La Ley de Propiedad Horizontal, permite alterar la regla general de reparto proporcional de gastos para excluir a los propietarios de trasteros que no usan las zonas comunes de garaje, resolviendo la contradicción entre la servidumbre y la normativa interna en favor de esta última.
A) Introducción.
Un grupo de propietarios de plazas de
garaje y trasteros en una comunidad de propietarios impugna los acuerdos de la
junta general relativos a la aprobación de cuentas y presupuestos, cuestionando
el sistema de reparto de gastos comunes entre propietarios de plazas de garaje
y trasteros en tres edificios con sótanos agrupados y servidumbre de paso.

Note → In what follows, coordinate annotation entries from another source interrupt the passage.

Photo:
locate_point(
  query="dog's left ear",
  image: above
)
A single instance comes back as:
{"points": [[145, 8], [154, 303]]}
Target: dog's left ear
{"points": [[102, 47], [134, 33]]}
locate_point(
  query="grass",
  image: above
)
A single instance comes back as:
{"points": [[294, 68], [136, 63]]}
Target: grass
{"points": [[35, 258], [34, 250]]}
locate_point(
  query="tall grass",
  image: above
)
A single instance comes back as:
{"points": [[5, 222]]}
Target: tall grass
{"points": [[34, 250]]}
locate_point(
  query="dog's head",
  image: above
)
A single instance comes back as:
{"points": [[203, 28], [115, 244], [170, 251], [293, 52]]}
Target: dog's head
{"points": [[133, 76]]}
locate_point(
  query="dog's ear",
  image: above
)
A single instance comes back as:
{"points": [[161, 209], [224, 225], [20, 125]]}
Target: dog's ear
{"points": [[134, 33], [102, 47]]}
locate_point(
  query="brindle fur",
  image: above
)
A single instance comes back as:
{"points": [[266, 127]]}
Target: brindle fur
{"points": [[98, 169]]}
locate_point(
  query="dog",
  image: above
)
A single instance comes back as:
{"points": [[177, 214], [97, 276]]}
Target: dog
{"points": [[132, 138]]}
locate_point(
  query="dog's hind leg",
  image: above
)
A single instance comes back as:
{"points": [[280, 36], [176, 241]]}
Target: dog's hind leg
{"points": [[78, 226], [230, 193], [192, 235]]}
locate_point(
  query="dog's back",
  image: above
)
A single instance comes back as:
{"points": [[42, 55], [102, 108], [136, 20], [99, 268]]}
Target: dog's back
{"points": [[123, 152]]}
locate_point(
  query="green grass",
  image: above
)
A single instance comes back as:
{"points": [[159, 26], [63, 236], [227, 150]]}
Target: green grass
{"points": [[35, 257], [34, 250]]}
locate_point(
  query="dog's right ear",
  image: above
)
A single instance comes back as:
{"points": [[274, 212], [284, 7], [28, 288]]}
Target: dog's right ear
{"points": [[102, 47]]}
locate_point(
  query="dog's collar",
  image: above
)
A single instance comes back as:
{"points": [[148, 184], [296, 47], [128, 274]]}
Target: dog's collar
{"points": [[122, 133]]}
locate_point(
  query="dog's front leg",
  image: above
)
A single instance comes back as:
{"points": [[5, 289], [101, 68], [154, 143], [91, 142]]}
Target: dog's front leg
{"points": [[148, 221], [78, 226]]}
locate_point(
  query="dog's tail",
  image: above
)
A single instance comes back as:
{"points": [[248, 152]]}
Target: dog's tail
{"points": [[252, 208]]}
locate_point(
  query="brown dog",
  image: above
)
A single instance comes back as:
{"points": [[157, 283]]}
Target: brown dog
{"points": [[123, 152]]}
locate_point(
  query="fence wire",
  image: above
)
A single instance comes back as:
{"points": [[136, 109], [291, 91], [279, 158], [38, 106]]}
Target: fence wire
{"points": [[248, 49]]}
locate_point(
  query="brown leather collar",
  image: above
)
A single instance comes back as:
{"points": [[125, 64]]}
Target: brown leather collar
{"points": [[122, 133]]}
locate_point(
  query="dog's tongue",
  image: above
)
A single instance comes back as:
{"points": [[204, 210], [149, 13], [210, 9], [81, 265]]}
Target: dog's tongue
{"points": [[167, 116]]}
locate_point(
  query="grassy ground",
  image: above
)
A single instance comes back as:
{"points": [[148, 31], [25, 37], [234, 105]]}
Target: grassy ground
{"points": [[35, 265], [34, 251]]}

¿Deben los propietarios de trasteros,
que tienen acceso independiente y no derecho de uso sobre las zonas comunes de
paso y maniobra del garaje, contribuir a los gastos comunes derivados del
mantenimiento de dichas zonas y de la servidumbre de paso establecida para los
titulares de plazas de garaje?.
Se concluye que los propietarios de
trasteros con acceso independiente no deben contribuir a los gastos comunes
derivados del mantenimiento de las zonas de paso y maniobra del garaje ni a los
gastos vinculados a la servidumbre de paso, prevaleciendo la reglamentación
interna de la comunidad sobre la interpretación literal de la servidumbre.
La interpretación conjunta del título
constitutivo y la reglamentación interna de la comunidad, conforme a los
artículos 5, 9.1 e) y 17.6 de la Ley de Propiedad Horizontal, permite alterar
la regla general de reparto proporcional de gastos para excluir a los
propietarios de trasteros que no usan las zonas comunes de garaje, resolviendo
la contradicción entre la servidumbre y la normativa interna en favor de esta
última, sin vulnerar normas imperativas ni modificar el título constitutivo.
B) Antecedentes relevantes.
A los efectos decisorios del presente
recurso partimos de los siguientes antecedentes relevantes derivados de los
hechos probados fijados por la sentencia dictada por el tribunal provincial:
1.º- El edificio DIRECCION000 de Perillo
(Oleiros) cuenta con un portalón y rampa que conecta con la planta sótano
destinada a garaje. El espacio está habilitado para siete plazas de
aparcamiento identificadas con las DIRECCION003 a DIRECCION004 (no existe la
DIRECCION005), todas las cuales son anejos vinculados a la propiedad de las
viviendas del edificio. Una de ellas, la DIRECCION006, incluye un espacio bajo
la rampa, de siete metros cuadrados, destinado a trastero.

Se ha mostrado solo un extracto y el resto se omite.